Vertigo is the perception of motion in the absence of movement, which may be described as a sensation of swaying, tilting, spinning, or feeling unbalanced. Due to highly variable descriptions of vertigo, it is often consolidated into the umbrella descriptor 'dizziness', a very common but imprecise complaint that accounts for over three million emergency department (ED) visits annually. Dizziness can describe so many variable sensations that the use of this imprecise description becomes a dilemma that often misleads the treating provider.
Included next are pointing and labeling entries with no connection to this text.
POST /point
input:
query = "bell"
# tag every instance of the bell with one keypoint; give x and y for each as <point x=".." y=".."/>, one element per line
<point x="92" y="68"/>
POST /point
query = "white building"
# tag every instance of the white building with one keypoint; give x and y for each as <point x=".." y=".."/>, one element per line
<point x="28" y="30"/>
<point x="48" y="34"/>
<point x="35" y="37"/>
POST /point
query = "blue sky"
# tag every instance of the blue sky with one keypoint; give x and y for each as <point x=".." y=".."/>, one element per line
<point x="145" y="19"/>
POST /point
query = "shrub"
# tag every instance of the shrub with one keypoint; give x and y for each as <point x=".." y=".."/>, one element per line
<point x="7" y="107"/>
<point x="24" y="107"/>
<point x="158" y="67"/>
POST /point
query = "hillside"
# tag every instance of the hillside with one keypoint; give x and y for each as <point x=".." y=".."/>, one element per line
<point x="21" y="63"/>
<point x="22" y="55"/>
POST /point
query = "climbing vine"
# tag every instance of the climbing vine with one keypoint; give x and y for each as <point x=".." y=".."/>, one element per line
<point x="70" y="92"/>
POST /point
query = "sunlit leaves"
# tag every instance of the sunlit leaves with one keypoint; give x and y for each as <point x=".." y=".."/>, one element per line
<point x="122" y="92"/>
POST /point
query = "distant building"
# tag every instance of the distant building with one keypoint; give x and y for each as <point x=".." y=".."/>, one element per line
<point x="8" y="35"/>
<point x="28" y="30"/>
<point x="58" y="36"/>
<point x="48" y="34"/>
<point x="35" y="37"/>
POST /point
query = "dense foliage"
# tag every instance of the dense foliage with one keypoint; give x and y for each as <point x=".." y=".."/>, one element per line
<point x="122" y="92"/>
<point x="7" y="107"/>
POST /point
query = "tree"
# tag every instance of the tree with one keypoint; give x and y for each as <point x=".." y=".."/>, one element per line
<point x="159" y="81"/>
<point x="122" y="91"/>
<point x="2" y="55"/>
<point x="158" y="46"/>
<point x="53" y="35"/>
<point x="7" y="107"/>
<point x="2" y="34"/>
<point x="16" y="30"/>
Vertigo can be of the vestibular or peripheral origin or be due to non-vestibular or central causes.

Benign paroxysmal positional vertigo (BPPV) is the most common cause of peripheral vertigo, accounting for over half of all cases. According to various estimates, a minimum of 20% of patients presenting to the provider with vertigo have BPPV. However, this figure could be an underestimation as BPPV is frequently misdiagnosed. It is crucial to distinguish BPPV from other causes of vertigo as the differential diagnosis includes a spectrum of disease processes ranging from benign to life-threatening. Because of the misleading and vague term 'dizziness' that patients commonly use, the provider must pin down what every patient means by it. It can be often achieved by asking the patient to describe what they are feeling without the use of the word 'dizziness.'

Barany first described BPPV in 1921. At that time, characteristic vertigo and nystagmus associated with postural changes were linked to the otolithic organs. In 1952, Dix and Hallpike, during their provocative testing, further described classic nystagmus and moved on to explain that the location of the pathology was the ear proper.